Equity firms and big-name backers are buying into the movement, pouring millions of dollars into these delivery-only concepts. So conventional restaurateurs and other trend watchers assume these are the new competitors to watch. But are they indeed the next big thing?

“They’re not working yet,” notes Gagan Biyani, CEO of Sprig, which recently received $45 million in funding from backers that include former White House chef Sam Kass. “The business model is still unproven. There’s no reason to believe this will or won’t work."

The uncertainty isn’t worrisome to tech veterans like Biyani. “As internet entrepreneurs, we bet on things that have a 10 to 20 percent chance of succeeding, but if they do, there’s a big opportunity to make an impact,” he explains.

Success in the restaurant business has traditionally been elusive for newcomers, be they Hollywood celebrities, sports stars or the home chef with big ambitions. Internet entrepreneurs branching into foodservice have the backing of veterans like Kass and David Chang (the celebrity chef behind Maple), but Biyani is learning the answers aren’t always Google-able. “We’re used to the internet business where you can search and find what you need. It’s a lesson on different industries,” says Biyani.

For instance, he found it “a huge pain” to spend time with a number of packaging vendors to find a compostable option that worked with Sprig’s better-for-you message.

It’s part of the learning curve Biyani admits he’s sill going through. How does he train delivery drivers to be service-minded or keep food attractive and hot after it leaves the kitchen? “We’re still working on it.”

He had a similar answer for how Sprig handles waste and inventory when the menu changes twice daily. “We’re still figuring it out,” he says. “We’re happy with the progress we’ve made. We don’t know [all of] the answers, but we know they’re worth answering.”
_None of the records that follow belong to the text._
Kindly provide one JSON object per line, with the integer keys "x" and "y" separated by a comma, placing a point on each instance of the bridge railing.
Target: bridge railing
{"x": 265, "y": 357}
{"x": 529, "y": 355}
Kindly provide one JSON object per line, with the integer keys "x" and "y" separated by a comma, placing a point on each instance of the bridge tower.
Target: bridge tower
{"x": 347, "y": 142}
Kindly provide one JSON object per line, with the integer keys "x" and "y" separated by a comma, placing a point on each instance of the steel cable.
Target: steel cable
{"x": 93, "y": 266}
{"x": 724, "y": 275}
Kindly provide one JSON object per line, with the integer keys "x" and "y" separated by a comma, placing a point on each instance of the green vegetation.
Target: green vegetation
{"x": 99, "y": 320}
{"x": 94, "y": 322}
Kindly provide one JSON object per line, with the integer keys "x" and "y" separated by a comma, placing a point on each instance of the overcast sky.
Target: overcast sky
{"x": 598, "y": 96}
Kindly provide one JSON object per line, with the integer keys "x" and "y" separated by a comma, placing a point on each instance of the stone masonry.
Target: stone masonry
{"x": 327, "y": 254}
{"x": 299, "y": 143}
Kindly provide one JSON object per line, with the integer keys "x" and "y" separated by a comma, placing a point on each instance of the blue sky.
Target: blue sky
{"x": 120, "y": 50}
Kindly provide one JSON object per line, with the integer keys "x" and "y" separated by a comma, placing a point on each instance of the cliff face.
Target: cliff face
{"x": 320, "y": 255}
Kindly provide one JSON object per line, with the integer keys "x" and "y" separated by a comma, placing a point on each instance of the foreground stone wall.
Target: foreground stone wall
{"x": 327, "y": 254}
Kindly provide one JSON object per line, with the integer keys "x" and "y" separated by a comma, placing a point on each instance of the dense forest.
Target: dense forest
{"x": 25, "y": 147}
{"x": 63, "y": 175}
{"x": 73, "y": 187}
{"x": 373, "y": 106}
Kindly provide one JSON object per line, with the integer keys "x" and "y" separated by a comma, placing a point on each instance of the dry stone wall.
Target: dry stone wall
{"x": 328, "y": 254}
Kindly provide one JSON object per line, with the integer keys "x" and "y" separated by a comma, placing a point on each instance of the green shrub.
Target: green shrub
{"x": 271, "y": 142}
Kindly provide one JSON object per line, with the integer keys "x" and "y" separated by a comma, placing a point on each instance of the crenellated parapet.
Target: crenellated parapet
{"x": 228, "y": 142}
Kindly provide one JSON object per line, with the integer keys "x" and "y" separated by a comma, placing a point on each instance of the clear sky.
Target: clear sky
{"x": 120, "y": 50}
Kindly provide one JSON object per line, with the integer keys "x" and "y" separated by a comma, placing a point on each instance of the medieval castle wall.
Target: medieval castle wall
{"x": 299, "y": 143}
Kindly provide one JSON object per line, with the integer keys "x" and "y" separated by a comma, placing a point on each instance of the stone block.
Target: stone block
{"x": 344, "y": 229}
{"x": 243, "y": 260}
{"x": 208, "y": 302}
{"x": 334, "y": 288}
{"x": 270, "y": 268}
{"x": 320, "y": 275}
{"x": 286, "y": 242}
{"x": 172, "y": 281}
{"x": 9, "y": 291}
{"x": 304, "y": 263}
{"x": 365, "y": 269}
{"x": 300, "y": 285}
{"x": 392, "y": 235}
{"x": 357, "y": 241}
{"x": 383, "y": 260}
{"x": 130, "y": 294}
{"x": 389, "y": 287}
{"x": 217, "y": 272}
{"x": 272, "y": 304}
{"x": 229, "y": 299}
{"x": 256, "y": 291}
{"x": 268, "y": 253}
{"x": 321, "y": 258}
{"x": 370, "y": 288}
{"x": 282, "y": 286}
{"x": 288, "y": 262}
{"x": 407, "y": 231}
What his team does know is tech. “We have a team of 15 full-time engineers and designers who build infrastructure. It’s where most of our funding goes,” he says.

Since there’s no technology on the shelves today to run a business like Sprig, the team has developed an algorithm for route optimization, based on where an order is coming from, where cars are, which is the best one to dispatch and how long the trip should take. While there’s no guaranteed delivery time—a big misconception, says Biyani—the orders, priced at $10 to $12 plus a delivery fee, take an average of 15 minutes to get to customers’ doors.

Biyani is open about Sprig still being a work in progress. He’s run into some bumps along the way—for example, having to invest more in packaging and delivery bags than he’d have liked. But he’s brought in a founding executive chef, Nate Keller, who provides food knowhow from his days as Google’s executive chef. “We were off the bat able to leverage Nate’s experience to [create] menu items that are reproducible at scale,” says Biyani.

Scale is what’s slowed down some partnering to this point. Biyani has brought in local chefs, mostly from fine-dining restaurants, to create meals to go for Sprig. The problem, he says, is “there’s not a whole lot of people making consistently good food to scale.”

But it’s a challenge posed by hopeful developments. Biyani says 2 percent of San Francisco’s population has already downloaded Sprig’s app.